None of this is meant to imply that
Chattanooga is an urban paradise. The downtown
block pattern is bigger than would be desirable. Also, the downtown doesn’t show the daily vibrancy
for which I could wish, with several establishments closed on a pleasant
Tuesday afternoon in the heart of summer.
And many of older neighborhoods outside of downtown are gap-toothed and
languishing.
Plus, a
long-time reader who formerly managed a local business assures me that much of
the town’s political leadership retains a suburban sprawl mindset, a reality
that I assured him is true of many communities.
But
Chattanooga has been sufficiently visionary to move the downtown a long ways
upwards and to recently adopt a form-based code that should
help sustain its trajectory.
Working off
my thoughts on city-centric tourism, I don’t see enough in
Chattanooga to justify a week of poking around.
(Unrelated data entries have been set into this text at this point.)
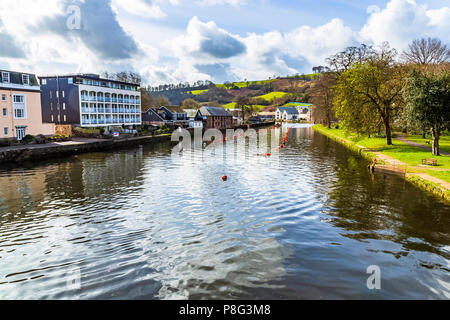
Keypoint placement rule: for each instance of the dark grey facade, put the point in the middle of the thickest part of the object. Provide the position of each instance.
(90, 101)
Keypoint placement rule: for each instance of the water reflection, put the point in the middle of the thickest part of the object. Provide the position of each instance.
(138, 224)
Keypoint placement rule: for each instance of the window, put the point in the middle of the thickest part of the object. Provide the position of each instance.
(5, 77)
(19, 106)
(25, 79)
But oh would I enjoy a long weekend of checking out the Art District,
touring the Aquarium, and wandering the walkable enclaves. Chattanooga, being in the “middle of nowhere”,
especially relative to the North Bay, is an unlikely destination for a long
weekend, but I can dream. And meanwhile,
I understand that absence makes the heart grow fonder.
Next time, I’ll
return to the story to which I alluded above, of the Mandrell mansion in
Nashville and of false environmentalism.
As always,
your questions or comments will be appreciated.
Please comment below or email me.
And thanks for reading. - Dave Alden (davealden53@comcast.net)
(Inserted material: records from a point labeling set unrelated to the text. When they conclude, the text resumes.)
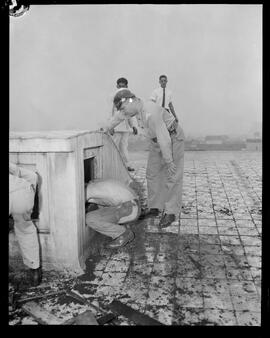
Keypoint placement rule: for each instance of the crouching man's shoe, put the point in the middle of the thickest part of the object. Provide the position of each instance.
(35, 276)
(122, 240)
(149, 212)
(166, 220)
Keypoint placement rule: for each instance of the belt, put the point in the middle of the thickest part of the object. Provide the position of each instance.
(171, 132)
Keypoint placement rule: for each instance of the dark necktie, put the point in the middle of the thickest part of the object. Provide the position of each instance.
(163, 100)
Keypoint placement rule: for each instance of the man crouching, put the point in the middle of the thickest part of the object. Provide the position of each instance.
(112, 204)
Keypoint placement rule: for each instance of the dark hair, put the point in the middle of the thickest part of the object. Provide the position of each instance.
(161, 76)
(122, 80)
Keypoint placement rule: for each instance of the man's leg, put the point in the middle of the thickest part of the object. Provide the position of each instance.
(154, 173)
(26, 234)
(116, 138)
(104, 221)
(173, 191)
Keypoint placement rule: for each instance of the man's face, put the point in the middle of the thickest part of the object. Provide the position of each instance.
(121, 85)
(163, 81)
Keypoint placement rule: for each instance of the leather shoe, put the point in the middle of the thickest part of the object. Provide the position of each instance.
(149, 212)
(166, 220)
(122, 240)
(35, 276)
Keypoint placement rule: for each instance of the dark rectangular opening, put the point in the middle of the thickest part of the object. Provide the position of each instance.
(88, 169)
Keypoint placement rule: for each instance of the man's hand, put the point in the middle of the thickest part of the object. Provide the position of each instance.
(171, 167)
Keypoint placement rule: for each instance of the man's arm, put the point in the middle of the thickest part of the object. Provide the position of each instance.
(132, 125)
(173, 111)
(153, 96)
(163, 139)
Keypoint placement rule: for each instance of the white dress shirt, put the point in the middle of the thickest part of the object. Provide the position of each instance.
(157, 96)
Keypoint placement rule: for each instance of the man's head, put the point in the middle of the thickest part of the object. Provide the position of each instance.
(122, 83)
(130, 106)
(163, 81)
In terms of city-centric tourism, Chattanooga has a live-steam railroad, spectacular hiking and scenery, amazing rock climbing within 20 minutes of downtown, and the Ocoee, fantastic whitewater, and the Hiwassee, a nice float whitewater, both within 40 minutes to an hour, hang gliding off of Lookout Mountain...
ReplyDeleteI lived there for 9 years before I moved to the SF Bay Area, and though I love the culture of the Bay Area, the scenery and the activities around Chattanooga are hard to beat.
Aspects of the culture... well... I keep in touch with a bunch of friends still there, and they continue to struggle with many of the same cultural issues I did.
Dan, thanks for the comment. I hadn't realized that you'd lived in Chattanooga. Yeah, I can imagine the cultural issues that rubbed you the wrong way. We've noted similar concerns in many places during our baseball trips, particularly in the south. I'd like to think that the closer contact that would result from urbanist life would gradually wear away the sources of friction, but it'd be a slow process regardless.